El Salvador, which has been a prominent advocate for Bitcoin under President Nayib Bukele, now holds just shy of 5,932 BTC. At the current market price of $87,000, this brings the value of El Salvador’s Bitcoin reserves to approximately $516 million, a significant increase due to the ongoing price rally.
However, Bhutan’s Bitcoin story may be even more extraordinary. Despite its small population of just 800,000, Bhutan has managed to accumulate 12,574 BTC, valued at an impressive $1.1 billion based on current prices, according to Arkham Intelligence. This Bitcoin holding represents more than one-third of the country’s GDP, which is just under $3 billion. By contrast, El Salvador’s Bitcoin holdings make up only 1.5% of its GDP.
Bhutan’s impressive accumulation of Bitcoin has been attributed to its thriving bitcoin mining industry, fueled by abundant hydroelectric power. In fact, Arkham Intelligence reported in September that Bhutan could be one of the largest nation-state Bitcoin holders, potentially ranking fourth globally.
El Salvador’s strategy began with sporadic purchases of Bitcoin during the 2021 market rally, followed by a more systematic approach starting in November 2022, using a dollar-cost averaging strategy.
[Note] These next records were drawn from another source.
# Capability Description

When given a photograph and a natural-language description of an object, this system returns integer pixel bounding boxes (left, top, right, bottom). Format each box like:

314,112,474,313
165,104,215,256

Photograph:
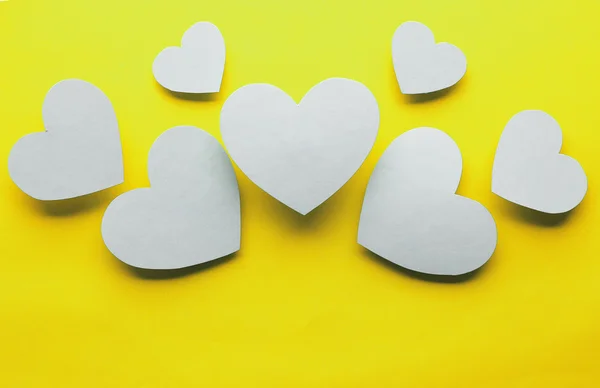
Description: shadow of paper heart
154,67,229,102
256,179,346,234
111,247,239,280
495,197,585,228
20,188,119,217
390,64,469,104
360,247,482,284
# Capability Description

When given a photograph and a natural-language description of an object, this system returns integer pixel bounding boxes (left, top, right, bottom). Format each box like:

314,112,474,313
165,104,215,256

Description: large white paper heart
102,127,241,269
8,79,123,200
392,22,467,94
358,128,497,275
221,78,379,214
492,110,587,214
152,22,225,93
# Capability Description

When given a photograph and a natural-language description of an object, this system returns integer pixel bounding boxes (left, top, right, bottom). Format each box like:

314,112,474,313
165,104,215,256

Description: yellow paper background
0,0,600,388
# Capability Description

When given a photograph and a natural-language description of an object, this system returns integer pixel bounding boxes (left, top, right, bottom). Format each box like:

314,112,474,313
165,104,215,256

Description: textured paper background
0,0,600,388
By December 2023, the country had entered profitable territory on its Bitcoin holdings.
While El Salvador has faced criticism from the International Monetary Fund (IMF) regarding its Bitcoin-backed fiscal strategy, the country’s financial situation appears to be improving. It recently announced plans to buy back $2.5 billion of its dollar-denominated debt, with Bloomberg noting a 4.7% return on its debt since the election of Donald Trump, signaling an optimistic outlook for the nation’s finances.